Swiss Franc Gains on Record Trade Surplus in 2019

The Swiss franc is strengthening against several currency rivals midweek as the country recorded its highest ever trade surplus in 2019. The latest data may give the central bank a headache as it attempts to justify its depreciating efforts after accusations of being a currency manipulator. With chaos in global financial markets, will investors continue to pour into the traditional safe-haven asset?

According to the Federal Customs Administration, Switzerland’s trade surplus slipped to $2.5 billion in December, down from $2.36 billion in November as exports declined for the third consecutive month. While pharmaceuticals, chemicals, and automobiles led the drop, there were improvements in sales of machines, electronics, precision instruments, and metals. Imports edged up as the nation increased purchases of pharmaceuticals, chemicals, vehicles, and energy.
On a non seasonally adjusted basis, Switzerland posted its best trade surplus ever last year. The Swiss customs office reported a trade surplus of $38.55 billion, driven by a 3.9% annual jump in exports to $248.69 billion. Chemical and pharmaceutical exports helped the overall trade surplus.
This week, the Swiss franc is now trading at its best level since April 2017, which could place the Swiss National Bank (SNB) in between a rock and a hard place. On one hand, the central bank is trying to purposely weaken the franc to boost exports by increasing its foreign reserve purchases. On the other, the SNB will continue to try convincing the Treasury Department that its subzero interest rates and interventions are not tactics to manipulate the currency to give itself an unfair advantage in the global trade market.

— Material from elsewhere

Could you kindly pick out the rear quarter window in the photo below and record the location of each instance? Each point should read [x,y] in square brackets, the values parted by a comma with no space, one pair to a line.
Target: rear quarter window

Earlier this month, the Treasury added Switzerland to its watch list of possible currency manipulators. U.S. officials had cited the nation’s immense bilateral goods trade surplus and its giant current account surplus. For now, experts agree that the central bank will not abandon its policy directives.
In other data, the Swiss investor sentiment index slumped 4.2 points to 8.3 in January and the assessment of current economic conditions rose from 8.3 points in December to 29.2 this month.
The USD/CHF currency pair rose 0.17% to 0.9746, from an opening of 0.9731, at 16:07 GMT on Wednesday. The EUR/CHF fell 0.04% to 1.0722, from an opening of 1.0725.